# Dankung Lucky Rings X-small ... growing up



## T22T (Jun 20, 2014)

This is the Lucky Rings X-small :










This is a nice shooter but made for baby hands, well I love the narrow forks but the handle is useless.

therefore I did this :










The metal handle ends where the top of the new pinky hole is (the wood is Zirocote).

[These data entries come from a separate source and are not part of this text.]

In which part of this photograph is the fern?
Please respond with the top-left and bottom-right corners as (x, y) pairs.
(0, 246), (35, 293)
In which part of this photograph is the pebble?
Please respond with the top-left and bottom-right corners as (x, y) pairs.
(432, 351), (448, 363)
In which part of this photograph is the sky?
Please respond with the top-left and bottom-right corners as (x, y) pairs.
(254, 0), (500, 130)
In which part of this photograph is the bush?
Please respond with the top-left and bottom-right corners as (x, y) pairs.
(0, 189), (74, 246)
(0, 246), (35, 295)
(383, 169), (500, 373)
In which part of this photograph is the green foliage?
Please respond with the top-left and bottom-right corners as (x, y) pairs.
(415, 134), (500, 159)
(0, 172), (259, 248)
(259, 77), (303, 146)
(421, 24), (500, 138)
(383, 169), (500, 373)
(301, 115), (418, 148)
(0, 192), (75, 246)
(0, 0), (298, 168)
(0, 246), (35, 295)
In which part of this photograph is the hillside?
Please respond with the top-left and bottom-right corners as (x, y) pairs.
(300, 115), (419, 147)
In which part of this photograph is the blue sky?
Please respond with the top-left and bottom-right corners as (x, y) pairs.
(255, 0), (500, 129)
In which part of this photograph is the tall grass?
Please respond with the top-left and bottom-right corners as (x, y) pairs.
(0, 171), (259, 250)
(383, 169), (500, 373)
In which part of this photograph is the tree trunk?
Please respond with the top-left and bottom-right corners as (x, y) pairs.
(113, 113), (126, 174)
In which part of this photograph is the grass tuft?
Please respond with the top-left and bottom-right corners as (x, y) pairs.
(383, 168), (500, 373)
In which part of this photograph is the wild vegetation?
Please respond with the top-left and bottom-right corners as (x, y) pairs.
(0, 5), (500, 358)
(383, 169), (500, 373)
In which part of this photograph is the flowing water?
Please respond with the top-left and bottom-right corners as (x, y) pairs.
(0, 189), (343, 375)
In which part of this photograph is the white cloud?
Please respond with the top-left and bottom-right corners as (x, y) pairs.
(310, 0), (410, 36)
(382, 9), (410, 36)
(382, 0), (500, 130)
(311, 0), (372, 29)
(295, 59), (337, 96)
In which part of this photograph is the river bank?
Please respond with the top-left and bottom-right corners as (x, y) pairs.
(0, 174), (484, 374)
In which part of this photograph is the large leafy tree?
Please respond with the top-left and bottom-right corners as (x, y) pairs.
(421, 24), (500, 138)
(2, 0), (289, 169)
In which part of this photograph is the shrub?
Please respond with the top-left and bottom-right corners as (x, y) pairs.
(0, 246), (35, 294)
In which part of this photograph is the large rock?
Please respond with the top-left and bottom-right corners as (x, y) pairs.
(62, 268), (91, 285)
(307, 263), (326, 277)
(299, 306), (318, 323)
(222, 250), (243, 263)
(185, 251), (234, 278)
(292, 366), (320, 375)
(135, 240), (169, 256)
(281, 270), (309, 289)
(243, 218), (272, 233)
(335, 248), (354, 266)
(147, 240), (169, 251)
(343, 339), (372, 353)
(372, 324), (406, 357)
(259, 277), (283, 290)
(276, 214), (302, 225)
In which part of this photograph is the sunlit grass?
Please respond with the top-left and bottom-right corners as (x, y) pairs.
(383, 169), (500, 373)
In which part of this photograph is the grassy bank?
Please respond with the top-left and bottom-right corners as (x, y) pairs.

Now I am in business - It came out as a small shooter but with new serious character.










Comparison :

Left is the Lucky rings small ergo and right the x small.



















What do you think ?


----------



## S.S. sLinGeR (Oct 17, 2013)

Looks great!


----------



## leon13 (Oct 4, 2012)

thats a cool pimpin slingshot solution ;-)

cheers


----------



## Aries666 (Feb 22, 2014)

I think I want one now????
In fact before I bought my old lucky ring I asked dankung if the could make a custom one with wood grip but they said they don't do that kind of thing...lame


----------



## T22T (Jun 20, 2014)

Aries666 said:


> I think I want one now In fact before I bought my old lucky ring I asked dankung if the could make a custom one with wood grip but they said they don't do that kind of thing...lame


It is actually quite easy to make the handle if you have some nice wood scales and a simple V (or U) carving tool and carving knife, some sandpaper ...

With the longer handle if you like narrow forks (as I do) it is actually a very good shooter now.


----------



## DogBox (Aug 11, 2014)

Now you've got a hold on things! Nice choice of wood to contrast with the polished metal.


----------



## kwinpr (Sep 25, 2014)

Cool...makes me want one now


----------